## How Fast Can You Count?

After the Short Tutorial On Big Numbers, let ω be the first uncountable ordinal and [a->b->c] be Conway's Chained Arrow Notation. Suppose that through some ingenious counting trick, the author can "count" to ω in finite time. So let's "count" as follows:

1. 1,2,3,...,ω,
2.           2*ω,
3.           3*ω,
4.           ...
5.           ω*ω=ω^2=[ω->2->1],
6.               ω^3,
7.               ...,
8.               ω^ω=ω^^2=[ω->2->2],
9.                   ω^^3,
10.                   ...,
11.                   ω^^ω =ω^^^2=[ω->2->3],
12.                         ω^^^3,
13.                         ...,
14.                         ω^^^ω=ω^^^^2=[ω->2->4]
15.                               ω^^^^3,
16.                               ...,
17.                               ω^^^^ω=[ω->2->5],
18.                                      [ω->2->6],
19.                                      ...,
20.                                      [ω->2->ω],
21.                                      ...,
22.                                      [ω->3->ω],
23.                                      ...,
24.                                      [ω->ω->ω]=([3-ω's with arrows])
25.                                                ([4-ω's with arrows])
26.                                                ...,
27.                                                ([ω-ω's with arrows])
28.                                                ...,
29.                                                etc.

Can you estimate the author's counting rate?

For any counting rate R that you give the author, as long as the given rate is representable by some consistent ordinal notation, the author can show that the above counting method counts faster than your rate.

For example: Suppose that your counting rate R is exponential. Then R=O(e^ω). In the above counting method, when the author reaches step 8: ω^ω he is already counting faster than you.

Suppose that your counting rate R is super-exponential. Then R=O(e^e^ω). In the above counting method, when the author reaches step 9: ω^^3; he is already counting faster than you.

Suppose that your counting rate R is ω-tetrational. Then R=O(e^^ω). In the above counting method, when the author reaches step 11: ω^^ω he is already counting faster than you.

Now generalize: Suppose that your counting rate is R. Then, there exists a step n, such that the ordinal fn(ω) found on row n, is such that fn(ω)>R. Further, for any steps m≥n, the following holds: fm(ω)≥fn(ω)>R. Hence the method above always counts eventually faster than any counting rate R.

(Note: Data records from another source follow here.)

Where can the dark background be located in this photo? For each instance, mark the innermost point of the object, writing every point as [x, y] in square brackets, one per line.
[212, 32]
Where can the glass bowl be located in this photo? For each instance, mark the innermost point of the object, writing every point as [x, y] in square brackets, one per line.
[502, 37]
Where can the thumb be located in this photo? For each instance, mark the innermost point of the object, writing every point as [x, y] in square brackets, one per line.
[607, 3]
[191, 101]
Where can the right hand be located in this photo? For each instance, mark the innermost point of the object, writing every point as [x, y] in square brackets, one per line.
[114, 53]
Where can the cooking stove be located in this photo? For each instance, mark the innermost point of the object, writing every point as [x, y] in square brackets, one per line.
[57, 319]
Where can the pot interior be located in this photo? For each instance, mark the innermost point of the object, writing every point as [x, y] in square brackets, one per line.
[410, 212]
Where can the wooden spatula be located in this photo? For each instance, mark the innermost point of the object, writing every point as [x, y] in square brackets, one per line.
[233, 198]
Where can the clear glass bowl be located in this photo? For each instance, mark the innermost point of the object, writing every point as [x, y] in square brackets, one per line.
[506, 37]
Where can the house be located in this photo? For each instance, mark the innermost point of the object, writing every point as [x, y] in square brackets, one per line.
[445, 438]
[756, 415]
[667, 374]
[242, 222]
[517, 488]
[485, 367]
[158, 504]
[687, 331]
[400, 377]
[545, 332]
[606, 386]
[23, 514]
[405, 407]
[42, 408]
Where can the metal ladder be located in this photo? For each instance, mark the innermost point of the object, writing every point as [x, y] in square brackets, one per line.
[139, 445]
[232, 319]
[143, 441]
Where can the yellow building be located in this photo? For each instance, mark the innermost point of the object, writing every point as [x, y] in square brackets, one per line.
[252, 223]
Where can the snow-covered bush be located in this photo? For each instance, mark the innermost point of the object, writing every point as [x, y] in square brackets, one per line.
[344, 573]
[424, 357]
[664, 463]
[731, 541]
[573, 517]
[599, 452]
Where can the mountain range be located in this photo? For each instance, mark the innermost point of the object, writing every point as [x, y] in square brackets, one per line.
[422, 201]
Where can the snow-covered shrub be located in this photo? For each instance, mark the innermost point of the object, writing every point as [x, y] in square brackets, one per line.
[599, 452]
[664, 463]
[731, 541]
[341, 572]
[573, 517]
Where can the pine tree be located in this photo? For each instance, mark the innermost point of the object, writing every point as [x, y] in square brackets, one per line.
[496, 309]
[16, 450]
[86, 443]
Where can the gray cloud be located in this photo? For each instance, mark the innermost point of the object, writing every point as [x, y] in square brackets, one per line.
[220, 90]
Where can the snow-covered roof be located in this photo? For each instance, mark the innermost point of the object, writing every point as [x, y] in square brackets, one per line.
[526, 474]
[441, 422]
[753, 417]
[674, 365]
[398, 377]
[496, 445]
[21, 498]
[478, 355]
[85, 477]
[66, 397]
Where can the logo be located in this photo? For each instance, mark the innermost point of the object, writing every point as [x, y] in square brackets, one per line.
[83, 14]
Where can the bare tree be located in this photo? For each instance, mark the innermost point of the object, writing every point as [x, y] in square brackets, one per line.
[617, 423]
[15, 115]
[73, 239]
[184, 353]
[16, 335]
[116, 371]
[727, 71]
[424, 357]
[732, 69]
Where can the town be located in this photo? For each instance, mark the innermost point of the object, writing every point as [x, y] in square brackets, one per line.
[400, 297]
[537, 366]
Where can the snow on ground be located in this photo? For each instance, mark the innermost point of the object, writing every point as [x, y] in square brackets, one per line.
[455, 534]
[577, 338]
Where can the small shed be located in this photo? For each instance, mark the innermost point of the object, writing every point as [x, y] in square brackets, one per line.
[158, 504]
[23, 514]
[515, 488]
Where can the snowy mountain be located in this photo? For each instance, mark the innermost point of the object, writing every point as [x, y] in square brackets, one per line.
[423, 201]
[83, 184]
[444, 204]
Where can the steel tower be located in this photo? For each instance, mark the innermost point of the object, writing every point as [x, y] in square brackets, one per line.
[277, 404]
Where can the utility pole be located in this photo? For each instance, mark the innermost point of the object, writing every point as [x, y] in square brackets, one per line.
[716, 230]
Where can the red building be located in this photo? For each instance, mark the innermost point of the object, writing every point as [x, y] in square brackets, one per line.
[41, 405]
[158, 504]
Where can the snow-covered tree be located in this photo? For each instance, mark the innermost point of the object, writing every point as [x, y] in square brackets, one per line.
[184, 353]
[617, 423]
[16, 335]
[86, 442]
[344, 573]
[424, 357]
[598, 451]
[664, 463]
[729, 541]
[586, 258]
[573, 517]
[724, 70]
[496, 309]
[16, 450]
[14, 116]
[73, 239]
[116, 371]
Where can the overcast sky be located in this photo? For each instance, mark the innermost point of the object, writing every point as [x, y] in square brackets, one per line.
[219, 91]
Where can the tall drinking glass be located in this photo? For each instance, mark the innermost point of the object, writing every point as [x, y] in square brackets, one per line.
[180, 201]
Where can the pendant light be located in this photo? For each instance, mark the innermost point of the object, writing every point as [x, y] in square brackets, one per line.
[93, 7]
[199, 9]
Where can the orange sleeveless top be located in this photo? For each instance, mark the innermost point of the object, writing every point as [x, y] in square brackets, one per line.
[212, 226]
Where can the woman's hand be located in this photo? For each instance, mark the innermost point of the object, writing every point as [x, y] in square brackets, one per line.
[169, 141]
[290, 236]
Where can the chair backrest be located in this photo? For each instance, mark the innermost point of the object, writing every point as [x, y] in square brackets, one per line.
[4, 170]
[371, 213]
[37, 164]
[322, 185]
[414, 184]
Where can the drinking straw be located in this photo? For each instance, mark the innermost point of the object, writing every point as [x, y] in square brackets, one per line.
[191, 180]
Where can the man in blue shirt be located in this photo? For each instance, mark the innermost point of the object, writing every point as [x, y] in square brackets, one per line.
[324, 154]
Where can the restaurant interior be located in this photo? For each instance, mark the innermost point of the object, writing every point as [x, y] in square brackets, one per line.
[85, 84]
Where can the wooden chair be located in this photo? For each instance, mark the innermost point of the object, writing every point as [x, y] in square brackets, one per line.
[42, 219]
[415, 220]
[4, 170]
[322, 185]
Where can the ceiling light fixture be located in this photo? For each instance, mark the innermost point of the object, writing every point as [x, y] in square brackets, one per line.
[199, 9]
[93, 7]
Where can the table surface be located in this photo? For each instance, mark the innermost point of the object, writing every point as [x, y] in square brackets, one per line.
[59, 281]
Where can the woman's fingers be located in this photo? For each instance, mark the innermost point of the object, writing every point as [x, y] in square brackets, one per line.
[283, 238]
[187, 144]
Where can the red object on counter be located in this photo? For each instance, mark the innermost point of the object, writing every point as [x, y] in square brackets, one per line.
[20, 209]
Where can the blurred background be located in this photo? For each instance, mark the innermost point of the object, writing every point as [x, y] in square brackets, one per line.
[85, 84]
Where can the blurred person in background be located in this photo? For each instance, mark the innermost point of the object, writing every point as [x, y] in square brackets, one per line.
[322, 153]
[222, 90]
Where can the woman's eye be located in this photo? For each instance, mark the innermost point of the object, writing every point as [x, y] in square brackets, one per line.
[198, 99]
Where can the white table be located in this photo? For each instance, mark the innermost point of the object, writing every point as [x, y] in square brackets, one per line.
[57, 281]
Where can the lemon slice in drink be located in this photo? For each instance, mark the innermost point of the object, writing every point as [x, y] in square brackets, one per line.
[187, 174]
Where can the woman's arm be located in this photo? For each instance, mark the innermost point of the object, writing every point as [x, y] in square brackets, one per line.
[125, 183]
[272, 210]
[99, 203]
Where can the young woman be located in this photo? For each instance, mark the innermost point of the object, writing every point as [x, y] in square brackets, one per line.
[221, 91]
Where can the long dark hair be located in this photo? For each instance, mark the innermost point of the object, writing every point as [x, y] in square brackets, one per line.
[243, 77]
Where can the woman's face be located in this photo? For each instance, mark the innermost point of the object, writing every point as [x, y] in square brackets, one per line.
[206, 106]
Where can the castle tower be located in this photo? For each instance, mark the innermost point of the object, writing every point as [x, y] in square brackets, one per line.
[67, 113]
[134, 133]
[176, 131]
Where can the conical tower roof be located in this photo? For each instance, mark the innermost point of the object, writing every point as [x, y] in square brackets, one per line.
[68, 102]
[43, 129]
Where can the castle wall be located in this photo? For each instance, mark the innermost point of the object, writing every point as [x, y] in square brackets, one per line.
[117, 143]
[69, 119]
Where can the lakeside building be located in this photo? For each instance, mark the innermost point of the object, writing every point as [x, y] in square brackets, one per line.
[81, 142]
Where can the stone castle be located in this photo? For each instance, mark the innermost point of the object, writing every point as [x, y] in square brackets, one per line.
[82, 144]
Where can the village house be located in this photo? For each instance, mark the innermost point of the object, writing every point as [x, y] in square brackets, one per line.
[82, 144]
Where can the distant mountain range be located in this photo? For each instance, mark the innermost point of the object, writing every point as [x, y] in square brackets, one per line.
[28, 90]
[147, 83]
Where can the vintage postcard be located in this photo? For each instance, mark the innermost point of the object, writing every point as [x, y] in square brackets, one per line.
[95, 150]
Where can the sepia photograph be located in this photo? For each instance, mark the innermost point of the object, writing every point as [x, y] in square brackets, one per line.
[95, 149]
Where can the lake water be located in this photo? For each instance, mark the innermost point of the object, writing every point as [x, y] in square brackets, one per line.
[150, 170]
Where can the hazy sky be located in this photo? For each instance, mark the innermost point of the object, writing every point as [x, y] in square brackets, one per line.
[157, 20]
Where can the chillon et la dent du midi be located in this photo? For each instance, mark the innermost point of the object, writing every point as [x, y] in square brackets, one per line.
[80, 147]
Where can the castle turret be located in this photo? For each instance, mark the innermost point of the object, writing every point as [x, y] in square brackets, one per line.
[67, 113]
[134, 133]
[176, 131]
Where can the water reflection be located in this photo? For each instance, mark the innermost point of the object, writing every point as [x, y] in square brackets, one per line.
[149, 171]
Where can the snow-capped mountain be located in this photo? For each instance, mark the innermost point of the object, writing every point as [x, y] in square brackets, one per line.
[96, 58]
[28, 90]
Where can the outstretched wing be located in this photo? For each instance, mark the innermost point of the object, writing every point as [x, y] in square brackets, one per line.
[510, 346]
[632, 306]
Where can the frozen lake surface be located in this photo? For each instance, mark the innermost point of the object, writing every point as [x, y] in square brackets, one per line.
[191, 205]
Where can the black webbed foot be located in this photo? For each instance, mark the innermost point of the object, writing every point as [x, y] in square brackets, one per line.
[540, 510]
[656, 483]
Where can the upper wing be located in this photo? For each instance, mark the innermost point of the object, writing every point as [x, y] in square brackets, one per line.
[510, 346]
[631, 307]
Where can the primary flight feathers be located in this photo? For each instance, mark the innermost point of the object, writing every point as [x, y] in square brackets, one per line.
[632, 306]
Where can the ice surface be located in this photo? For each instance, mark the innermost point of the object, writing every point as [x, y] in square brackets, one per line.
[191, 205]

This it what it means for someone to be able to count infinitely fast.

On the other hand, for each ordinal fn(ω) on row n there exists m, such that fn(ω)≤2^2^...(m-2's)...^2^ω. Therefore the (counting) operators of the above list and of each step resolve essentially into the following set of operators:

ST={ω,2^ω,2^2^ω,2^2^2^ω,...}.

We define the power P(T) of the operator T to be the number of 2's n the corresponding upper bounding tower of 2's in T. In other words,

P(T\in ST)=m, with fn(ω)≤2^2^...(m-2's)...^2^ω.

We then note that if m<n then P(Tm o Tn)=m+n, and the set ST becomes order isomorphic with the set of Natural numbers. Hence:

Ord(ST)=ω and

|ST|=N0.

There is a natural correspondence between the operator T with P(T)=m and the corresponding binary operator Bm=1/2^m. Therefore the following set is order-isomorphic to the set ST:

SB={1/2k: k\in N U {0}}.

In other words: Counting infinitely fast is equivalent to being able to understand perfectly well binary counting.

The (binary) operators T8 and T9 give the resolution on the 397 pixels-wide figure above, which is the resolution limit of the author's computer screen (1px) using a binary decomposition, since 397/2^8-397/2^7~1.55 and 397/2^9-397/2^8~0.7754.